The Republican Party remains dominated by an apocalyptic policy which accuses the liberals of dismantling Western civilization and authorizes undemocratic means to save civilization. Many conservatives – parrot media that profit from the incitement – have become reactionary and authoritarian. Their return to power in a second Trump term would pose a threat to the republic.
I am fully aware that my description of this doomsday movement is itself apocalyptic. But it is absurd to deny that the American right is infected with a tension of authoritarian thought that has turned other democracies into repressive shadows on their own.
One piece of evidence is decisive: On January 6, Trump introduced the federal government to mob violence intimidation. And many Republicans – including many elected Republicans – seem delighted with the memory.
We remain a democracy in danger. But how can Biden cope with this development without further polarizing the country? It certainly wouldn’t be helpful to call these trends directly into the GOP, as I did.
Biden’s challenge in his first speech to Congress – in addition to instilling confidence in his response to the pandemic and creating momentum for his economic proposals – is to make a compelling, if not poetic, case for procedural democracy. .
It is not an easy rhetorical task. Fanatics can easily appeal to rage, envy or fear. Capturing the romanticism of self-government requires more skill and thought. The democratic virtues of civility, tolerance, decency, fairness and empathy are slowly coming. The social bonds created by these virtues – respect for the rule of law, respect for the rights of political minorities, a sense of shared destiny despite great differences – are intrinsically vulnerable. A democracy is held together by millions of invisible bonds – bonds of memory and mutual respect – which are easier to cut than to mend.

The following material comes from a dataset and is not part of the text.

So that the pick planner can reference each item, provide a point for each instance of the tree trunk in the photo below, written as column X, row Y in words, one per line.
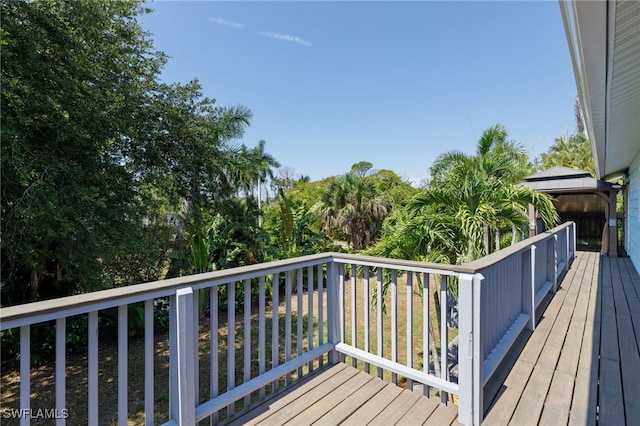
column 485, row 234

In the shadow of January 6, the arguments for democracy must be boldly reaffirmed. A government of divided and balanced powers, created by the consent of the governed and dedicated to the rights and dignity of the individual, is a tremendous moral achievement. The historic exclusion of many people from the protection of this ideal does not discredit him; it demands a more rigorous application of this ideal.
Our shared commitment to these democratic principles is what makes a nation of nations. And we can’t be bystanders while potential bullies and autocrats squander a legacy they don’t understand or value.
In his speech to Congress, Biden will have the opportunity, like every president, to push his agenda forward. He will also have to face the need – as few presidents have done before him – to defend democracy in a time of peril.